Исследование температуры концевого фрезерования низколегированной стали в крупнозернистом и ультрамелкозернистом состояниях

Abstract

The paper presents the results of the study of the end milling temperature of low-alloy steel depending on the cutting modes and the type of crystalline structure. The experiment was carried out on a PROMA FHV-50PD universal milling machine. The blanks were processed using a 12-12D-30C-75L-4F HRC55 carbide milling cutter. No cooling was used during processing. The obtained data were statistically analyzed to identify the dependence of the end milling temperature of low-alloy steel on the processing modes and the steel crystalline structure. When creating a mathematical model of cutting temperature, the authors carried out a bootstrap analysis to identify the significance of the parameters of the processing modes. The mathematical model was chosen using the Akaike informative criterion. It was found that mathematical models of the temperature dependence on processing modes for both types of crystalline structure include the cutting depth in the second power.
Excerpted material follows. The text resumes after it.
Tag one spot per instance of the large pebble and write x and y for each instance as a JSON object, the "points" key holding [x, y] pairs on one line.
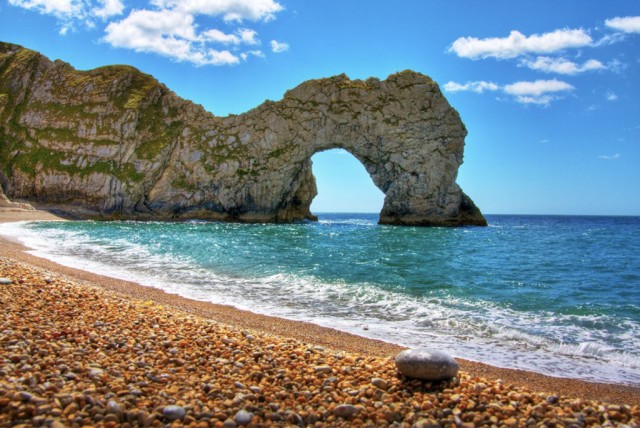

At the same time, for steel in an ultrafine-grained state, both the cutting depth and the feed are statistically significant. It was not possible to detect the influence of cutting speed on temperature in the studied range of processing modes. Thus, when milling this group of materials, the force component primarily determined by the cutting depth exerts the predominant influence on the temperature regime. The level of cutting temperature when processing steel in an ultrafine-grained state is generally higher than when processing steel in a coarse-grained state, which should be associated with the increased physical and mechanical properties of steel with an ultrafine-grained crystalline structure.